Wyatt Earp simply couldn't believe his eyes. That Virgil risked his life in the name of the law was understandable, since the man had always been the kind to make sure citizens abide by the law, but that he was dragging Morgan in this with him was simply unbelievable. As big brother, Virgil was supposed to make sure his baby brother Morgan remained safe, out of trouble. Getting Morgan to be sheriff of Tombstone wasn't what Wyatt called safety.
"Jesus, Christ why are you gettin' mixed up in this, Morgan?" Wyatt burst out, anxious and grieved. Why had all three come to Tombstone in the first place? To live on their lives peacefully and in quiet. As any citizen. Not as peacemakers... "What are ya tryin' to prove? That now you're part of the law, you're invincible and everyone must obey you? I tell you, you shouldn't start gettin' too much attention to yourself. That's a fuckin' dangerous game... For God's sakes, you're just a kid!"
"I'm not a kid, I'm older than Doc!" was the only thing Morgan could find to defend himself against Wyatt.
"Well, Doc's got more common sense than you, then, cause he don't get into this kind of trouble!" Wyatt, disappointed in Morgan's insane behavior, knew this would affect his younger brother, for Morgan looked up to Doc.

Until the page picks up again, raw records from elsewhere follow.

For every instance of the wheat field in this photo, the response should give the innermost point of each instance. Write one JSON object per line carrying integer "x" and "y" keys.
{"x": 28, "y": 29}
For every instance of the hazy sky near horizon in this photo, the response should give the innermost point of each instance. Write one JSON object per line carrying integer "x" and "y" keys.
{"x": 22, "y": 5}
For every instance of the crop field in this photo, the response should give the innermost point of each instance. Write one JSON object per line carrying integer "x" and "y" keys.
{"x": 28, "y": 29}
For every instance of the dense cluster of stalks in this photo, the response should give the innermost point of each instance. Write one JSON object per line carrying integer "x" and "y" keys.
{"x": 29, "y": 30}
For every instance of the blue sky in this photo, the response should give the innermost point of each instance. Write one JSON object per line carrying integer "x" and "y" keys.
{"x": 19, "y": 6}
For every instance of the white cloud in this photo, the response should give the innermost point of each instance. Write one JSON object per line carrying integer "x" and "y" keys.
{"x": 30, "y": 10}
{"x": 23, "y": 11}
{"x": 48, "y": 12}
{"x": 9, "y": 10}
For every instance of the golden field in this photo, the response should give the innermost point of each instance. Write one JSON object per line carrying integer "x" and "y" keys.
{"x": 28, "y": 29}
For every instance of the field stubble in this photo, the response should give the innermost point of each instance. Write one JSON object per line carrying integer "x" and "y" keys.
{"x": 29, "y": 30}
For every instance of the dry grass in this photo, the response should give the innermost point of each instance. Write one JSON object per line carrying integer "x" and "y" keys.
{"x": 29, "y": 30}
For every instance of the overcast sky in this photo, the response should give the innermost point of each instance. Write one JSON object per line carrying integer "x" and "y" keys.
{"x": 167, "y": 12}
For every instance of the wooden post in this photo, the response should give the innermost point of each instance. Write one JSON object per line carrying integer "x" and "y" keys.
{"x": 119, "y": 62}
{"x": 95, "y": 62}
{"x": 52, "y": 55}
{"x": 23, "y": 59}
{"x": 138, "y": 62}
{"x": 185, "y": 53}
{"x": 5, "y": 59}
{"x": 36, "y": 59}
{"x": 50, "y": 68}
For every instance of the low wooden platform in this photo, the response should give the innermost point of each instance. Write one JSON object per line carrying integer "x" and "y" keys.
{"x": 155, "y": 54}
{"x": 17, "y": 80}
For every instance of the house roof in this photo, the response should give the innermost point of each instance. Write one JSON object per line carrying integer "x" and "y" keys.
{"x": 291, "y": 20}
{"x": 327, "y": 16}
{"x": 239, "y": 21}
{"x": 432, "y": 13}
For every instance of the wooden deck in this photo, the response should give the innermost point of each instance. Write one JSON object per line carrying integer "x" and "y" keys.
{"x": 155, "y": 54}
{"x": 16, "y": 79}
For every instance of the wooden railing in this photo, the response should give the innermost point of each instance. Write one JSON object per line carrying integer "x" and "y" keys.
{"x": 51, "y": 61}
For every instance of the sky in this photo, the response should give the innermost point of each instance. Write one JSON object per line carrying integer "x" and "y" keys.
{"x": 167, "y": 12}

Whenever Doc was the center of a discussion, Virgil always intervened and spoke his mind on the boy. Of course, he did so that night. "That's for sure, he's pretty much avoidin' any business with the law. Doc ain't no fine example for Morgan, anyway. The man gets into all sorts of trouble all day long..."
"Leave Doc out of this. Both of ya. Doc ain't the problem, here." Wyatt ordered his brothers.
"Yeah, for a change, I say...!" Virgil remarked rightly.
"Look, all I'm sayin' is think about what yer doin'. Make sure you won't regret it in the future... cause I did." Wyatt suggested, trying to make them -and especially Morgan- reconsider their reckless and foolish decision.
"Jesus, Wyatt, you ain't the only one entitled to wear the goddamned badge!" Virgil burst out.
"That's not what I said, Virgil! I'm only tryin' to get Morg to see reason!"
"I don't need you to do that, Wyatt. Believe it or not I thought this through. I know what I'm doin'."
"Yeah? Good, cause that makes one of us," Wyatt retorted, angered.
"Good evenin', gentlemen," a familiar voice followed by a cough came from behind them. Sensing the somewhat tensed situation between the brothers, Doc added, "Am I interrupting a family moment?"
"Not at all, Doc, I was just leavin'," Wyatt answered, glad his friend had arrived, for he knew there was nothing he could do to make his brothers change their mind. He needed some cheering up, and Doc was the perfect person for it.
"Oh, Morgan," Doc said with a sarcastic tone in his voice. "I see you've got a nice silver jewelery on the chest. Followin' in the footsteps of your older siblings?" Only Wyatt sensed the sarcasm in Doc's words.
"Indeed, Doc," Morgan said, proud. "Just got sworn in."
"Very impressive..." Doc answered with more sarcasm. This time, Virgil sensed it too.
"What'd ya want, Doc?" He asked with his deep voice.
"Virgil, refined and smooth as ever, I see." Doc retorted with a false smile. "Don't you worry, now, I won't be botherin' you boys much longer. Wyatt, how about a drink at the Oriental?"
"I'd sure love that, Doc."
"Lead the way, my friend. Virgil, Morgan, a pleasant evenin' to you both," Doc said, tipping his hat.
"Likewise, Doc," Virgil answered, glad the infamous young tubercular would be out of his sight. If it weren't for Wyatt, the stern Virgil would never talk or be in the company of Doc Holliday. This man was plain trouble. He drank too much and got involved in fights. A behavior unacceptable to a lawman, and that is why Virgil had trouble understanding why Wyatt enjoyed Doc's company so much, for Wyatt, too, was a lawman. But there was a strong bond between Wyatt and Doc that wasn't understandable to others; a bond that would tie them together forever. As he watched Wyatt and Doc leave, making their way towards the Oriental, Virgil knew the two of them would never separate and he found himself being somewhat thankful for Doc for watching over his brother's back all the time. For if Doc hadn't been there in Dodge, wouldn't Wyatt be dead already? Doc, the dying tubercular, must have made himself a promise to be there to protect Wyatt with his own life if needed. How could Virgil blame Doc for being Wyatt's guardian angel?